Initial Wanderings

I have always had strong feelings of empathy. I identify with other peoples’ pain to the point where it can become emotionally debilitating. I have spent countless dark nights of the soul contemplating the suffering of other people. This contemplation has greatly informed my sense of ethics and perception of reality.

A friend of mine recently told me, “Life is meaningless. And right and wrong do not exist.” I too believed this for a short period of my life. But for much more of it I have claimed that we are unable to know whether or not they exist, at least from any objective standpoint. Right and wrong could very well exist, but how are we to understand them as finite beings with limited knowledge? Søren Kierkegaard laid out a philosophical structure that examines questions such as these. He portrayed each one of us as an individual staring at the face of an absurd reality, overwhelmed with angst and uncertainty at our infinite freedom.
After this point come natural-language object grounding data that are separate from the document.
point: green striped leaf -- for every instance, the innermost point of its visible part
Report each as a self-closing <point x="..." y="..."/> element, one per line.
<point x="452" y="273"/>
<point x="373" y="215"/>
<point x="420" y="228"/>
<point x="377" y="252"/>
We must make choices, many of which are dependent on faith, for we often operate outside the limits of reason. Kierkegaard suggested that we leap over this abyss of uncertainty and into the structure of religious faith. I have taken that leap in my own life, in the attempt to grasp at meaning in a world of apparent meaninglessness.

In a world where we are unable to know anything with complete certainty, we must make choices to the best of our ability, rather than become paralyzed by fear and unknowing. Kierkegaard believed that the persistent pursuit of truth is what gives our lives meaning. In my own life I have sought to follow completely my own sense of conscience and intuition, and to examine these leadings with reason.  I have found that the more these senses are used, the more they develop and lead closer to truth.